Hi, I have stumbled upon certain discrepancy between insert sizes obtained by two different ways from my data. To keep the terminology consistent I will support myself with a image found in other thread.
fragment length and insert size:
To give some more perspective I am working with cfDNA sequencing data obtained through gene panels. My goal is to do insert size distribution plot. To do so I have obtained insert sizes by two different approaches:
- Manual - due to lack of better naming I call it manual, since it is more hands-on than other.
- Samtools stats
Manual approach is based insert sizes being a sum of clipped bases and TLEN values. So insert size (IS) here supposedly is sum of values next to 'S' and 'H' in CIGAR sequence and TLEN. (Eg. CIGAR -> 8S19M2S10=3M; TLEN -> -159 ==> IS -> 169). Going into details my bash script for extraction contains:
samtools view -f 67 ${input_directory}/${id}.bam | cut -f6,9 > ${output_directory}/${id}.extract.txt
I am using flag67 because I am dealing with paired-end sequencing data and there is no need for a second read since both mates ought to have same absolute value of TLEN.

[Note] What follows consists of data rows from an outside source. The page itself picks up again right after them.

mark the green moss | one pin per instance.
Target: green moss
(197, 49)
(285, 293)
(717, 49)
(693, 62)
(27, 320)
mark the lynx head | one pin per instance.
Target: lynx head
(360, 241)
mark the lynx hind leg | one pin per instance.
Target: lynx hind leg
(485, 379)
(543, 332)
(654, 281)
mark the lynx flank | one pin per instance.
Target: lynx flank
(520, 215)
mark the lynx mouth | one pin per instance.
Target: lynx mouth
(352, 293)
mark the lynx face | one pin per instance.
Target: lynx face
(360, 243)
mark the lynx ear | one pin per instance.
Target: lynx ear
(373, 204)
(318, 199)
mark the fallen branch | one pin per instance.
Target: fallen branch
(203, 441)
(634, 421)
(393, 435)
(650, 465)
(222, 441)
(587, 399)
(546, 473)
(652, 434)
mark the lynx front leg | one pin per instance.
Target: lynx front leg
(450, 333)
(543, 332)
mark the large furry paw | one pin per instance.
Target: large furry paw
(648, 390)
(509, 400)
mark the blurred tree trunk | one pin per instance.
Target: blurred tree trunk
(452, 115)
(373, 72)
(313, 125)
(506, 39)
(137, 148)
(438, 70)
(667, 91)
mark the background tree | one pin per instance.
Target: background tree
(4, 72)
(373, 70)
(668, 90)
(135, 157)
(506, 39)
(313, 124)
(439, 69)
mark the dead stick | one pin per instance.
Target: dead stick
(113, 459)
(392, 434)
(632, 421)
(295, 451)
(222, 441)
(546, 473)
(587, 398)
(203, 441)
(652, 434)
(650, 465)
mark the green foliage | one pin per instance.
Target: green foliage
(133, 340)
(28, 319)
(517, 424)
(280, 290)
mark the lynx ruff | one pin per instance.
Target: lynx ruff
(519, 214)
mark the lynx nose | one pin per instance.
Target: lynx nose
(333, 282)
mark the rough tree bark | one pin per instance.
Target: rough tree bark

In a separate script I am adding up amount of soft clipped pairs to the TLEN value (although I've now realised that I should also add soft clipped pairs from both mates).
In the samtools stats approach I have taken advantage of "Insert Size" section, one doesn't need further explanation if it looks at samtools documentation.
I have plotted both approaches and visibly there is unexpected spike of amount of insert sizes for manual approach in vicinity of 145 bp. More than that both data sets differ in amounts of specific insert sizes.
Insert size distribution:
fragment lengths:
How Insert size is defined in samtools stats? Why is there a spike around 145 bp in manual approach? Does it have something to do with read lengths? Is my manual approach even so slightly correct?
Is this data scanned and trimmed to remove adapter sequences. That sounds suspiciously about the size of primer dimers.